In 1943, the War Artists Advisory Committee, WWAC, offered Coldstream a full-time commission, which he accepted, having previously declined to work for the Committee. He was stationed in Cairo with an Indian transport unit and painted four portraits of individuals there. From Cairo, he travelled to Italy, painting buildings in Capua, Rimini and Florence. Due to his slow means of working, Coldstream only produced nine pictures during his WAAC commission. He also painted Helen Darbishire in her role as principal of Somerville College, Oxford.

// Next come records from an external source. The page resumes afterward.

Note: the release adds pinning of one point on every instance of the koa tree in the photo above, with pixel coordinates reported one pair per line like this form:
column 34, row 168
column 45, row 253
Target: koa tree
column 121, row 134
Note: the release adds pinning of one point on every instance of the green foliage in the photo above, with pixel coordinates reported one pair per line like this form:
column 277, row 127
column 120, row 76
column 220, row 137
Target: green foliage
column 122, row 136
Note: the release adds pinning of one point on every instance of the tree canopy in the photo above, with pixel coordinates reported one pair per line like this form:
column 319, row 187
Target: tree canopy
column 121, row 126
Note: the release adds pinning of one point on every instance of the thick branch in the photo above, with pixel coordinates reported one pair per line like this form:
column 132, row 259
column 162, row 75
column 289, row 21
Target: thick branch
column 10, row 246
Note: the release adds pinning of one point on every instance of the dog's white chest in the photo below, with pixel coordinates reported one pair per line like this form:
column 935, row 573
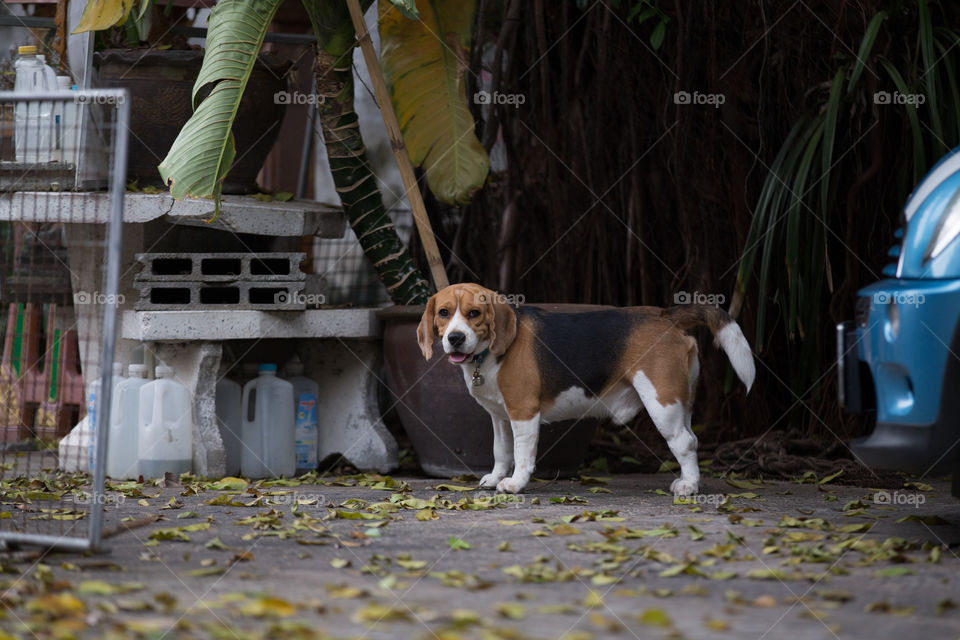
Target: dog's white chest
column 487, row 394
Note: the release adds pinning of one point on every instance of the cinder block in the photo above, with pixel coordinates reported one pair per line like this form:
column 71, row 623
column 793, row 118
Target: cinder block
column 220, row 267
column 266, row 295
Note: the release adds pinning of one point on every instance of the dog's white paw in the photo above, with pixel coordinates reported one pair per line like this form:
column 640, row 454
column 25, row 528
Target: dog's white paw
column 490, row 481
column 509, row 485
column 684, row 488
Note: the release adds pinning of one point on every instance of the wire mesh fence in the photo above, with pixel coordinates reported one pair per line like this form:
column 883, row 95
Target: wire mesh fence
column 346, row 273
column 62, row 173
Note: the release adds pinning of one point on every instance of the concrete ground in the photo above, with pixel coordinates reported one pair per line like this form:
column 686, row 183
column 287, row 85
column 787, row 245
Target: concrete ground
column 367, row 557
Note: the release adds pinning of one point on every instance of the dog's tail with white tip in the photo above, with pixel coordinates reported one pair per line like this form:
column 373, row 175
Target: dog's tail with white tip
column 726, row 332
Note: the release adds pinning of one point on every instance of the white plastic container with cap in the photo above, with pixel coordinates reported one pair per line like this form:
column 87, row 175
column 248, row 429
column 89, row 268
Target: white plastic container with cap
column 33, row 121
column 305, row 394
column 228, row 398
column 165, row 426
column 93, row 407
column 66, row 121
column 268, row 426
column 122, row 450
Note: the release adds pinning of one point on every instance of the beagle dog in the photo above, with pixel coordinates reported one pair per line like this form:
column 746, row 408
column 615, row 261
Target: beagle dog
column 526, row 366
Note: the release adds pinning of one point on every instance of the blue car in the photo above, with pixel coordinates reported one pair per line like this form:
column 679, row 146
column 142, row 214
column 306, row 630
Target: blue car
column 901, row 355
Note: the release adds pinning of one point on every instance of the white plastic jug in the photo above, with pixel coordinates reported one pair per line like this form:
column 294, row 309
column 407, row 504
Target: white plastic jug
column 74, row 448
column 268, row 425
column 228, row 399
column 165, row 426
column 33, row 121
column 66, row 125
column 93, row 408
column 305, row 394
column 124, row 425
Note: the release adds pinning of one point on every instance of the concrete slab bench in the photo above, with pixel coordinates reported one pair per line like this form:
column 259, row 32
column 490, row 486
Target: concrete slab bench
column 342, row 355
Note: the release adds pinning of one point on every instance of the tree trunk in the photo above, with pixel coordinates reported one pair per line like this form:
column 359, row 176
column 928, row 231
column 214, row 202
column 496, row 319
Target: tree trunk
column 352, row 174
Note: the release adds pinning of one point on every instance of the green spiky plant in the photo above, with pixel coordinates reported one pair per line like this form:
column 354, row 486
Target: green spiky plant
column 797, row 217
column 437, row 126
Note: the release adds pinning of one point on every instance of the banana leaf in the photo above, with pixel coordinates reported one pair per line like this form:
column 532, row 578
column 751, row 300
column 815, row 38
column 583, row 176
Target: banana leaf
column 204, row 150
column 103, row 14
column 425, row 63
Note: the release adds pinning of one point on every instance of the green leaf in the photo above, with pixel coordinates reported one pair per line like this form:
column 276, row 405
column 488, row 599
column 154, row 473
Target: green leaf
column 407, row 7
column 204, row 150
column 454, row 487
column 655, row 618
column 869, row 37
column 459, row 545
column 919, row 155
column 933, row 520
column 425, row 64
column 217, row 544
column 892, row 572
column 659, row 32
column 103, row 14
column 228, row 484
column 829, row 136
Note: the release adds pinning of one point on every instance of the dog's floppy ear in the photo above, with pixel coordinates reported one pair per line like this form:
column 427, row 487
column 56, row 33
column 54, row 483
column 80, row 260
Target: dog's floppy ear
column 425, row 329
column 504, row 328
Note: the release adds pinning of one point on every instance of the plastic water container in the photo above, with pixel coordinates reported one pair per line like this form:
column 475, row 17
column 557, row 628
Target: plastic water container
column 74, row 448
column 305, row 394
column 66, row 126
column 124, row 425
column 93, row 409
column 165, row 426
column 268, row 426
column 33, row 121
column 228, row 398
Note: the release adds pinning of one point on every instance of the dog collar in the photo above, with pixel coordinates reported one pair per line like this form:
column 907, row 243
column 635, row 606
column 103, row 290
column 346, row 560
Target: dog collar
column 478, row 360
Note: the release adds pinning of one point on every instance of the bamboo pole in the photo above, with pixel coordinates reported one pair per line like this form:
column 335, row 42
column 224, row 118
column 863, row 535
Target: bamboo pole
column 424, row 229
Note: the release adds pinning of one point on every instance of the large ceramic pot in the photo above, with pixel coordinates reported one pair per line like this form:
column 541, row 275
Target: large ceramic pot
column 449, row 431
column 161, row 85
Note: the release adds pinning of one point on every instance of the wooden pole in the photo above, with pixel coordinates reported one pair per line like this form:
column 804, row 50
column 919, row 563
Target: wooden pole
column 424, row 230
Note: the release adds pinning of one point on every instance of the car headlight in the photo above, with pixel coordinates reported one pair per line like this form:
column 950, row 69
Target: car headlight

In November 1945, Coldstream became a visiting teacher at Camberwell School of Arts and Crafts, and later its professor. In 1949, he returned to lead the Slade School as principal, and professor of Fine Art. Under his direction the Slade achieved an international reputation.

In the 1952 Birthday Honours, he was appointed a CBE. In the 1956 Birthday Honours, Coldstream was knighted as a Knight Bachelor. Between 1958 and 1971, he was Chairman of the National Advisory Council on Art Education, which published its first report in 1960—called the "Coldstream Report"—outlining the requirements for a new Diploma in Art and Design (Dip.A.D.). Coldstream's proposals eventually led to more art school courses being given degree status.

Other administrative posts he held were as vice-chairman of the Arts Council, and as a director of the Royal Opera House, Covent Garden, and as a trustee of the National Gallery. He was also chairman of the British Film Institute from 1964 to 1971. In 1978, he was awarded the Sir Misha Black award and was added to the College of Medallists.

Coldstream retired from the Slade School in 1975, and continued to paint until 1984, when his health was in marked decline. He died in the Royal Homeopathic Hospital in London on 18 February 1987.

==Personal life==
As a student at the Slade in 1931, Coldstream met and married Nancy Sharp. The marriage lasted until 1942, and produced two daughters. In 1960, he married his model, Monica Hoyer, and together they had three children, a boy and two girls. Coldstream's cousin, Nicolas Coldstream, was a leading archaeologist and academic.

==Method and works==

Coldstream was committed to painting directly from life; he once remarked: "I lose interest unless I let myself be ruled by what I see." His type of realism had its basis in careful measurement, carried out by the following method: standing before the subject to be painted, a brush is held upright at arm's length. With one eye closed, the artist can, by sliding a thumb up or down the brush handle, take the measure of an object or interval. This finding is compared against other objects or intervals, with the brush still kept at arm's length. Informed by such measurements, the artist can paint what the eye sees without the use of conventional perspective. The surfaces of Coldstream's paintings carry many small horizontal and vertical markings, where he recorded these coordinates so that they could be verified against reality. As a result of his painstaking methods, Coldstream worked slowly, often taking scores of sittings over several months to complete a work. His subjects include still-life, landscapes (usually centred on architecture), portraits, and the female nude.